Однако теперь, когда дошло до дела, не без робости приступаю я к этой сложной и смутной теме. Даже точно обозначить ее не удается. Поначалу стандартный заго­ловок «Композиция рассказа» выглядел солидным и до­стойным предмета, о котором пойдет речь. Но по мере углубления в материал он казался все худосочней, и в одном из вариантов я заменил слово «композиция» мало понятным и расплывчатым (как это бывает, когда суть дела еще недостаточно осмыслена автором), но зато наукообразным словом «архитектоника». И только когда статья была вчерне закончена, я, перечитывая Гоголя, случайно наткнулся на слова, удивительно метко обозна­чавшие то, о чем пойдет речь: «Постройка сочинения».

Может показаться, что я преувеличиваю сложности темы. Действительно, на первый взгляд дело ясное. Ощу­щение законченности любого творения, будь то роман или чайная чашка, свойственно любому человеку.

Конечно, для того чтобы обнять мыслью и прочувст­вовать единство и гармонию «Войны и мира», необходи­ма более высокая степень культуры, чем для художест­венного освоения короткого рассказа. В рассказе все на виду. Чем короче рассказ, тем отчетливей проступает в нем красота соразмерности и выпирает уродство несо­размерности.

Как показывает опыт, судьба рассказа зависит от его цельности в большей степени, чем судьба повести или романа.

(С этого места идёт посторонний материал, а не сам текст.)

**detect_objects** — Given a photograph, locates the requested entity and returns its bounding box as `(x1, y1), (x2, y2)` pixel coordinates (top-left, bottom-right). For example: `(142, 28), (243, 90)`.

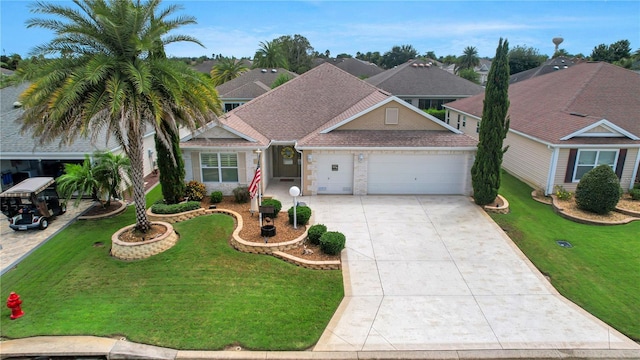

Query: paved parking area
(301, 196), (640, 351)
(0, 200), (93, 274)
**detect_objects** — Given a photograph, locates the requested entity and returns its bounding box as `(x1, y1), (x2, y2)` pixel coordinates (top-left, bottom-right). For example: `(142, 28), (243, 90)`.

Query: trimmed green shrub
(287, 206), (311, 225)
(233, 186), (251, 204)
(262, 199), (282, 218)
(151, 201), (200, 214)
(307, 224), (327, 245)
(209, 191), (223, 204)
(184, 180), (207, 201)
(320, 231), (347, 255)
(575, 165), (622, 214)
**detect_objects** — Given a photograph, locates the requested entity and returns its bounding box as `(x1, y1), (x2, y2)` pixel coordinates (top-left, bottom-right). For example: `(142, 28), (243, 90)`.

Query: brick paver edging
(147, 208), (341, 270)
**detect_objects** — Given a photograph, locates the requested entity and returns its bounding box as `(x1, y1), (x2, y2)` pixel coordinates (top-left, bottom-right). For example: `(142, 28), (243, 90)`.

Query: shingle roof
(365, 60), (484, 98)
(445, 62), (640, 144)
(216, 68), (298, 100)
(509, 56), (576, 84)
(0, 83), (118, 159)
(314, 58), (384, 78)
(220, 64), (389, 141)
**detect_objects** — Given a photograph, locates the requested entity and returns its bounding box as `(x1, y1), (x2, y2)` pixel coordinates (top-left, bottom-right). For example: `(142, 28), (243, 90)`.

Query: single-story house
(216, 68), (298, 112)
(180, 64), (477, 195)
(313, 58), (384, 79)
(0, 83), (156, 190)
(445, 62), (640, 194)
(365, 60), (484, 110)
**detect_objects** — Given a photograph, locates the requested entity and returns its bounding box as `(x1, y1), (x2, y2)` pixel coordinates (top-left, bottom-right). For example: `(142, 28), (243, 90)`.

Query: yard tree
(21, 0), (221, 232)
(471, 38), (509, 205)
(253, 40), (289, 70)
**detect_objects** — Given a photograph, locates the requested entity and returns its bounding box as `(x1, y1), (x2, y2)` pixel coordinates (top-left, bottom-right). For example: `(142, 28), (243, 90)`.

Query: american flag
(249, 164), (262, 199)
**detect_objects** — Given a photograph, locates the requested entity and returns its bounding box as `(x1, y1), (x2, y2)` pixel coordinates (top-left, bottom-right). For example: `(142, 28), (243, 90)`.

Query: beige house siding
(337, 102), (445, 130)
(554, 147), (639, 191)
(502, 132), (552, 189)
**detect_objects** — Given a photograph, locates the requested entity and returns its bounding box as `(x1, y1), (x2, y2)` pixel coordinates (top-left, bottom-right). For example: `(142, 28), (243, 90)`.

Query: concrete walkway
(290, 196), (640, 351)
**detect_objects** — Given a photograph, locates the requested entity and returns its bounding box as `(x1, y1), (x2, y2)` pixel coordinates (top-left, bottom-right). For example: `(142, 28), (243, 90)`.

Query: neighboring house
(180, 64), (477, 195)
(509, 56), (577, 84)
(0, 83), (156, 190)
(313, 58), (384, 79)
(445, 62), (640, 194)
(365, 60), (484, 110)
(216, 68), (298, 112)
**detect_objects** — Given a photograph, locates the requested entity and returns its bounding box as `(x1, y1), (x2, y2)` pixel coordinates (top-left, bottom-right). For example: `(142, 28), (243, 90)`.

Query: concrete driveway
(301, 196), (640, 351)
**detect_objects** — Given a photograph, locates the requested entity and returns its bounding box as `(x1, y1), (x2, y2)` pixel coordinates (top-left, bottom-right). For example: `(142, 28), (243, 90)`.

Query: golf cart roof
(0, 177), (55, 197)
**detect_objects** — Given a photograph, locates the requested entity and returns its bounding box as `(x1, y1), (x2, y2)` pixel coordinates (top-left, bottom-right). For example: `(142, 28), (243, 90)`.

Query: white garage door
(367, 154), (470, 194)
(316, 154), (353, 194)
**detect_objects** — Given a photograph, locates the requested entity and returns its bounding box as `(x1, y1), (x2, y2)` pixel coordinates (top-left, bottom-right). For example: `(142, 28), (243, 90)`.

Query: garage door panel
(316, 154), (353, 194)
(367, 154), (467, 194)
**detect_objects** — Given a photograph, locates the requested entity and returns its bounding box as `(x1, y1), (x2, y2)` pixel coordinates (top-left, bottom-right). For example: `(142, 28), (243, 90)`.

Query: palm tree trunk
(129, 125), (151, 232)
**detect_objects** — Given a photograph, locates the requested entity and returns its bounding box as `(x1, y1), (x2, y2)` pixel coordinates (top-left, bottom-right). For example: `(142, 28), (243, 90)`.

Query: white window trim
(571, 149), (620, 182)
(200, 152), (240, 184)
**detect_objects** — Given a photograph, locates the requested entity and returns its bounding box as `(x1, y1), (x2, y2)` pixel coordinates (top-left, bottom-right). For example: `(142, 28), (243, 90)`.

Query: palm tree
(56, 155), (101, 206)
(93, 152), (131, 206)
(211, 57), (249, 86)
(456, 46), (480, 73)
(21, 0), (221, 232)
(253, 40), (289, 69)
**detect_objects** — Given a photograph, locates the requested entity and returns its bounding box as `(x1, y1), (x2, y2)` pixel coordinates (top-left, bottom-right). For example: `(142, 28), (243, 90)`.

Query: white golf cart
(0, 177), (67, 231)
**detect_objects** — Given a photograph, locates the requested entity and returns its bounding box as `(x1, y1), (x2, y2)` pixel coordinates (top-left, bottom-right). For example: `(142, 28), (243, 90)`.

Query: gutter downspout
(544, 146), (560, 195)
(293, 140), (304, 196)
(629, 149), (640, 190)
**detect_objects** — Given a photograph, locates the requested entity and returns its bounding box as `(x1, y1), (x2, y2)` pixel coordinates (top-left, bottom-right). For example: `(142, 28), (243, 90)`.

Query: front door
(273, 145), (300, 178)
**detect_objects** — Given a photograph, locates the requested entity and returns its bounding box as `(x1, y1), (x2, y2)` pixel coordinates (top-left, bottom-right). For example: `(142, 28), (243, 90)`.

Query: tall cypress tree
(471, 38), (509, 205)
(155, 123), (186, 204)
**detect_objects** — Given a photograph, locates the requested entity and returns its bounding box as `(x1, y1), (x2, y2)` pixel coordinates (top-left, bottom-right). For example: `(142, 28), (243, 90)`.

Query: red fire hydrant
(7, 291), (24, 320)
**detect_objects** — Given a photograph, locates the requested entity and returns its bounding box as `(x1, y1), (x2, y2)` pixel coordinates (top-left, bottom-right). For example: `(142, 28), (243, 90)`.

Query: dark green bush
(575, 165), (622, 214)
(209, 191), (223, 204)
(233, 186), (251, 204)
(151, 201), (200, 214)
(287, 206), (311, 225)
(184, 180), (207, 201)
(262, 199), (282, 218)
(320, 231), (347, 255)
(307, 224), (327, 245)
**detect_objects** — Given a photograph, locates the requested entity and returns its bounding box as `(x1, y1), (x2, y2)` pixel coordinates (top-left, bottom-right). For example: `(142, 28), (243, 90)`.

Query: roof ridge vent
(569, 111), (587, 117)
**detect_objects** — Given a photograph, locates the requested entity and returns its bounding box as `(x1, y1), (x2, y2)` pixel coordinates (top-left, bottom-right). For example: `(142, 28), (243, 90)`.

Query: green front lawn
(492, 173), (640, 341)
(0, 187), (343, 350)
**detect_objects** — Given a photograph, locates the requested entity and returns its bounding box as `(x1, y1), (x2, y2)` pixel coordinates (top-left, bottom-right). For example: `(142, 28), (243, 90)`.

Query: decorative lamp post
(289, 186), (300, 229)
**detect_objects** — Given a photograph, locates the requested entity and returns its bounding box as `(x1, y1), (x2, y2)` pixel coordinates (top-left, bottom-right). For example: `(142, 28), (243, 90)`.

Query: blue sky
(0, 0), (640, 57)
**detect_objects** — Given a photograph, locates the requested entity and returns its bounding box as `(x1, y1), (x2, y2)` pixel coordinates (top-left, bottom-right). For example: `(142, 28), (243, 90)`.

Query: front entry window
(573, 150), (618, 181)
(200, 153), (238, 182)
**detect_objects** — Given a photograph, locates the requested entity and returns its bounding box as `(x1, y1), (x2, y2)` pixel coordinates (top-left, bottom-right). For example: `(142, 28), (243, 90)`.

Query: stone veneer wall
(111, 221), (178, 260)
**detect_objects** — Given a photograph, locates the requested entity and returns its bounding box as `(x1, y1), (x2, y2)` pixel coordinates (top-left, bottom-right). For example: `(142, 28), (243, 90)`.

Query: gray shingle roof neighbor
(365, 60), (484, 98)
(445, 62), (640, 144)
(0, 83), (142, 159)
(509, 56), (577, 84)
(314, 58), (384, 79)
(220, 64), (389, 141)
(216, 68), (298, 100)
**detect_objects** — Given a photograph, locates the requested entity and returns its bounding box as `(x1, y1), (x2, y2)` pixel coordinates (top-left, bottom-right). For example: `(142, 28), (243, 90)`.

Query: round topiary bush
(575, 165), (622, 214)
(320, 231), (347, 255)
(262, 199), (282, 218)
(184, 180), (207, 201)
(287, 206), (311, 225)
(209, 191), (223, 204)
(307, 224), (327, 245)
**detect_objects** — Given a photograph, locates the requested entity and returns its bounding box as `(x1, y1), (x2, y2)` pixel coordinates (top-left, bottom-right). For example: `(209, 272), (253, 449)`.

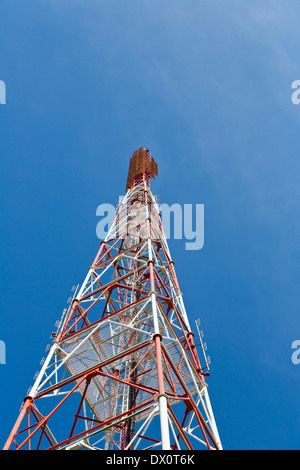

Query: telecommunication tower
(4, 147), (222, 450)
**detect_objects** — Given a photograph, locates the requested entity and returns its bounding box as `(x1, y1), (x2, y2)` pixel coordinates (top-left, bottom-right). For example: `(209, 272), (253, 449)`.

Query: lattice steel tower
(4, 148), (222, 450)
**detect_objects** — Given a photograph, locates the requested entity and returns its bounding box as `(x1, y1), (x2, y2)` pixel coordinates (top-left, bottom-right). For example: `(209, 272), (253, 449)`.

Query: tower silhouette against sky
(4, 148), (222, 450)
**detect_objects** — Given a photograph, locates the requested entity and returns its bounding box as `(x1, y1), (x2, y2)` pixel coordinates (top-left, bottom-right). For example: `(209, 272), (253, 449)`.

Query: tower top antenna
(126, 147), (158, 191)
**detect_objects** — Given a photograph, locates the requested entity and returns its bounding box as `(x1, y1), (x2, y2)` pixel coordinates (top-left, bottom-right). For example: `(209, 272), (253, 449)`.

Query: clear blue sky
(0, 0), (300, 449)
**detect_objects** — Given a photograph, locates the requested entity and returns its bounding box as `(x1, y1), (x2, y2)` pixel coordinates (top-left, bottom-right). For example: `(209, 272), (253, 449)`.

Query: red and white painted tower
(4, 148), (222, 450)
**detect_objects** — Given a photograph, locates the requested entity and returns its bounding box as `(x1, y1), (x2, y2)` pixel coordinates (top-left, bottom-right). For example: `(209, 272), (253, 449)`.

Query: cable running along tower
(4, 148), (222, 450)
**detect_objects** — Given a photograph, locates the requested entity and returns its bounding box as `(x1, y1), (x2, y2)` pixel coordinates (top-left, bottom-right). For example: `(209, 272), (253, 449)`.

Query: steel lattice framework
(4, 148), (222, 450)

Я вспоминаю литературный кружок в ленинградском Доме писателя, где мы занимались под руководством поэта Вс. Рождественского. С тех пор прошло почти пят­надцать лет, и имена моих товарищей-кружковцев Лео­нида Семина, Павла Петунина, Юрия Помозова, Сергея Воронина уже известны читателю. Одни пишут романы, другие—рассказы, третьи—очерки. Но начинали мы все, по совету Вс. Рождественского, с рассказов. И только один упрямец, около года носивший в кармане тетрадку с надписью «Том первый, часть первая, глава первая», так где-то и потерялся, хотя был не менее способным, чем все остальные.

Может быть, это случайность, но очевидно, что малая площадь бумаги, отведенная автору, дисциплинирует мысль и удерживает молодого писателя от соблазна пре­вращения в того болтуна, о котором писал Салтыков-Щедрин:

«Дадут ему сюжет — он будет болтать плавно, с со­блюдением грамматических и синтаксических правил; не дадут ему сюжета — он болтать перестанет, но шевелить во рту языком все-таки будет».

Итак, рассказ вчерне «набросан», оставляет смутное ощущение незавершенности. Что в нем плохо, что нуж­но убрать, что оставить? Какую часть расширить, а ка­кую сократить?

Не знаю, как другие, но я не могу дать ответа до тех пор, пока не определю художественную идею вещи. Большинство рассказов я начинал вследствие какого-то непонятного душевного толчка задолго до того, как идея отчетливо возникала в моем сознании. Писание для меня (в том числе и писание этих писем) почти всегда дик­туется потребностью глубже осмыслить факты жизни и оформить в сознании тревожащую мысль, идею.